Dimension Data Holdings, the South African computer services group, yesterday described the current downturn in technology spending as like a "once in 100 years flood" as it unveiled a $1.7bn (£1.2bn) loss in its first full year as a listed company on the London Stock Exchange.
The company, known on the market as Didata, recorded the losses after asset write-downs of $1.8bn. These included $1.1bn to cover a write-down of the value of its European operations and a further $148m write-down of its American assets. These included the Proxicom internet consultancy business acquired for $448m in cash in May.

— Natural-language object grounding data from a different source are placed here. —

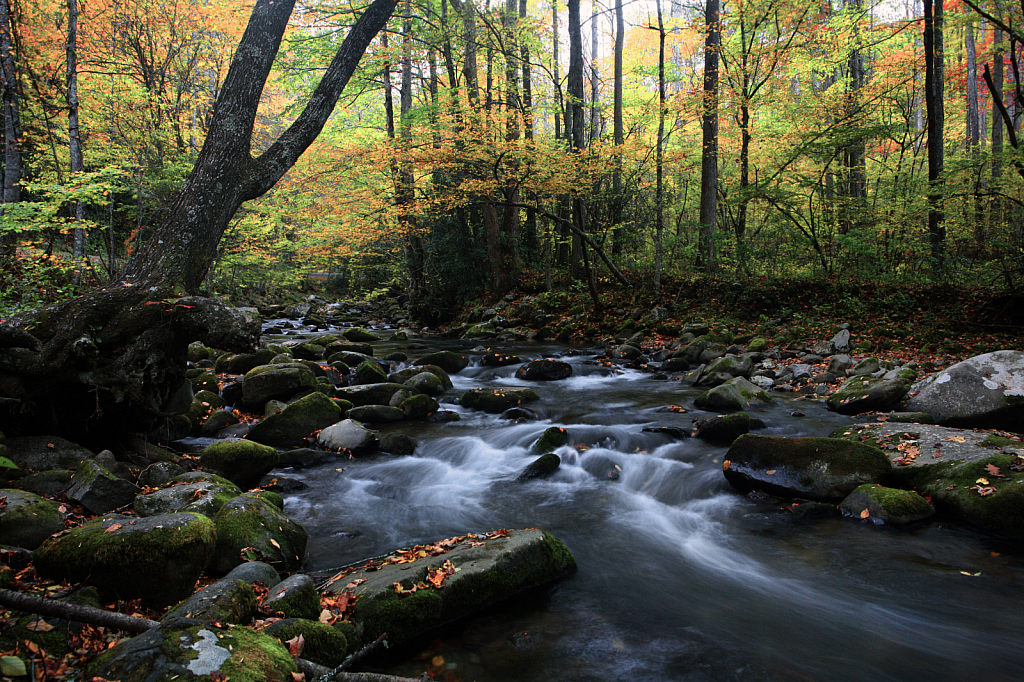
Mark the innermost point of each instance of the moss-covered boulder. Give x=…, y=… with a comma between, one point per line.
x=201, y=497
x=157, y=559
x=347, y=434
x=27, y=519
x=886, y=505
x=820, y=469
x=252, y=529
x=545, y=370
x=324, y=644
x=242, y=462
x=275, y=382
x=449, y=360
x=369, y=393
x=227, y=600
x=552, y=438
x=472, y=579
x=859, y=394
x=189, y=650
x=45, y=453
x=376, y=414
x=497, y=400
x=294, y=597
x=733, y=395
x=98, y=489
x=542, y=467
x=296, y=421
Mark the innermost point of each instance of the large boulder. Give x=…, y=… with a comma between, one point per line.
x=252, y=529
x=347, y=434
x=858, y=394
x=27, y=519
x=544, y=370
x=98, y=489
x=733, y=395
x=190, y=650
x=985, y=391
x=298, y=420
x=275, y=382
x=819, y=469
x=497, y=400
x=473, y=574
x=449, y=360
x=157, y=559
x=242, y=462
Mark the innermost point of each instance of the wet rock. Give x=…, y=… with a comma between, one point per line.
x=502, y=567
x=250, y=528
x=98, y=489
x=27, y=519
x=886, y=505
x=819, y=469
x=157, y=559
x=545, y=370
x=242, y=462
x=542, y=467
x=497, y=400
x=297, y=421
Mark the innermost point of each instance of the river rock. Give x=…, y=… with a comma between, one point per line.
x=985, y=391
x=859, y=394
x=293, y=424
x=349, y=435
x=98, y=489
x=227, y=600
x=542, y=467
x=544, y=370
x=242, y=462
x=275, y=382
x=189, y=650
x=886, y=505
x=449, y=360
x=734, y=394
x=369, y=393
x=27, y=519
x=497, y=400
x=45, y=453
x=294, y=597
x=820, y=469
x=157, y=559
x=505, y=564
x=250, y=528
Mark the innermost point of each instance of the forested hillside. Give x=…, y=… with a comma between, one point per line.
x=582, y=143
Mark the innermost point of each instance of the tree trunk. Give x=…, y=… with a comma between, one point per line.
x=112, y=363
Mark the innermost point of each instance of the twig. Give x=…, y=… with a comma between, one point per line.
x=78, y=612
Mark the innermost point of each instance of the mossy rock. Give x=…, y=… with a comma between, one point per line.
x=27, y=519
x=157, y=559
x=449, y=360
x=189, y=650
x=552, y=438
x=819, y=469
x=886, y=505
x=297, y=421
x=488, y=574
x=227, y=600
x=242, y=462
x=497, y=400
x=325, y=644
x=250, y=528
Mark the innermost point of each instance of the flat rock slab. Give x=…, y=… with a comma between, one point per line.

Didata was a late-comer to the UK technology boom when it floated at 520p per share in July last year. The shares initially soared to 693p but have been collapsing ever since. They closed a further 8.5p down at 92.5p yesterday.
Didata provides computer network installations, support and maintenance for clients such as Renault. But the business has seen a slowdown in revenue growth and increasing pressure on margins as large corporate customers spend less on computer-related services.
Jeremy Ord, the chief executive, said the company had already taken action to "rightsize" the business with more than 1,500 job cuts. He said the business was now correctly positioned for an upturn.
Margins are expected to fall from 7.4 per cent to 5 - 6 per cent this year as customers put pressure on prices. Revenue growth is considered unlikely to reach double digits. Mr Ord said: "We are not seeing any dramatic downturn in activity. Deals [contracts] are just taking longer to come to fruition." The company did not expect IT spending to improve significantly in the current financial year. It also said that visibility (of future orders) remained poor and that the trading environment continued to be characterised by "considerable uncertainty". Mr Ord dismissed suggestions that there could be more asset write-downs to come.
Didata had warned of lower figures in a statement in July, saying increased price competition would squeeze margins in the US, the UK and Germany. Full year figures for the year to 30 September showed that total turnover grew by 24 per cent to $2.4bn. Operating profits before goodwill write-offs and other exceptionals was $180m.
Didata's shares had already fallen 14 per cent on Tuesday after Morgan Stanley cut its recommendation on the shares to underperform from neutral saying the premium to the company's peer group was undeserved.